Tomasz Boryn: Zaliczyłaś swój debiut w Ruchu w meczu przeciwko Piotrcovii. Domyślam się, że nie jesteś zadowolona ze swojego występu oraz z końcowego rezultatu tego spotkania?
Jovana Jovović: - Rzeczywiście jestem już po debiucie w Ruchu. Na początku spotkania czułam się dobrze. Z czasem okazało się jednak, że moja gra oraz gra całego zespołu nie jest tak dobra jak byśmy chciały. Trzeba też przyznać, że nasze rywalki pokazały się w tym meczu z bardzo dobrej strony i zasłużenie wygrały to spotkanie.
Ostatnio występowałaś w HSG Bad Wildungen Vipers. Rozstałaś się jednak z tym zespołem już w maju. Co robiłaś przez pół roku, kiedy pozostawałaś bez drużyny?
- Po tym jak w maju opuściłam HSG Bad Wildungen Vipers wróciłam po prostu do domu do Podgoricy. Trenowałam z jednym z klubów w Czarnogórze przez cały czerwiec oraz do połowy lipca. Otrzymałam również ofertę od klubu, z którym zaczęłam się już przygotowywać do sezonu, jednak w końcu okazało się, że nie jesteśmy w stanie się porozumieć w kwestiach finansowych. Następnie na początku września trafiłam do duńskiego zespołu Slagelse FH, gdzie trenowałam pod okiem Kima Rasmussena, który jest trenerem reprezentacji Polski. Jednak ostatecznie też nie udało mi się podpisać kontraktu z tym zespołem. Później byłam testowana jeszcze w jednym zespole, aż w końcu trafiłam do Polski, gdzie przyjechałam w połowie października.
W ostatnim czasie nie jesteś już powoływana do reprezentacji, ale masz na koncie kilkanaście występów w jej składzie. Miałaś okazję się zmierzyć z Polską, którą Czarnogóra pokonała dwa razy w meczach eliminacyjnych do Mistrzostw Europy?
- Niestety w ostatnich ośmiu, może dziesięciu miesiącach nie dostałam już powołania do reprezentacji. Złamałam palec w marcu tego roku i nie pojechałam też przez to do Londynu, ale głęboko wierzę, że wrócę jeszcze do kadry. Czarnogóra to mały kraj, dlatego też jest mało zawodniczek grających w piłkę ręczną. Jeśli chodzi o mecze z reprezentacją Polski to nie grałam w nich. Polska ma dobrą kadrę i chętnie zagram w meczu naszych reprezentacji.

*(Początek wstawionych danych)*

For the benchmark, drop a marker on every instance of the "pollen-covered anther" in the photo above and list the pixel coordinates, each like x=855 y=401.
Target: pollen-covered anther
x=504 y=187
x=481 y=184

Jak sama powiedziałaś, Czarnogóra to niewielki państwo. Skąd bierze się ten fenomen, że tak małe kraj jest potęgą w piłce ręcznej? Szczególnie, jeśli chodzi o szczypiorniaka kobiet.
- Myślę, że te sukcesy biorą się od tego, że jesteśmy świetni w obronie, na którą kładzie się w Czarnogórze duży nacisk. Jednocześnie gramy z wielkim zaangażowaniem i inteligencją. To wszystko spowodowało nasz bardzo dobry rezultat, czyli drugie miejsce na Igrzyskach Olimpijskich w Londynie. Niedługo odbędą się Mistrzostwa Europy u naszych sąsiadów w Serbii. Liczymy na bardzo dobry wynik w tym turnieju.
Macie świetną reprezentację, ale zawodniczki tak jak ty decydują się na grę poza swoim krajem.
- To nie do końca tak. Aż dziesięć zawodniczek ostatniego Mistrza Czarnogóry, Buducnost Podgoricy jest zarazem reprezentantkami kraju. Zespół ten wygrał przecież ubiegłą edycję Ligi Mistrzyń, także poziom naszych drużyn jest naprawdę wysoki. Faktycznie za granicą, łącznie ze mną występują tylko cztery, może pięć zawodniczek. Jedna jest w Rosji, jedna w Danii, jedna w Macedonii, no i ja obecnie jestem w Polsce.
Niewiele jest na świecie zawodniczek, które dysponują rzutem zarówno z prawej jak i lewej ręki. Ty do nich należysz. Często umiejętność taką nabywa się w trakcie, gdy wiodąca ręka jest kontuzjowana. Jak było z tym u Ciebie?
- Na początku mojej kariery byłam raczej leworęczna. Wielokrotnie zmieniałam jednak pozycje, co pozwoliło mi rozwinąć właściwie równomiernie grę obiema rękami. Dziś czuję się nawet nieco pewniej, jeśli chodzi o prawą rękę, jednak w gruncie rzeczy nie robi mi to wielkiej różnicy, którą ręką oddaję rzut.
Jak podoba ci się w Polsce?
- Cóż, Polska to duży kraj, a ja jestem tu stosunkowo krótko i niewiele widziałam. Niemniej jak na razie mi się bardzo podoba. Ludzie są tu bardzo mile nastawieni do mnie. W szczególności zaskoczyło mnie przyjęcie ze strony dziewczyn z zespołu.
Dogadujesz się z nimi? Zostałaś dobrze przyjęta?
- Bardzo dobrze. Traktują mnie jakbym była tu, co najmniej od roku, a przecież ja przyjechałam w połowie października. Ta przyjacielska atmosfera bardzo mnie cieszy.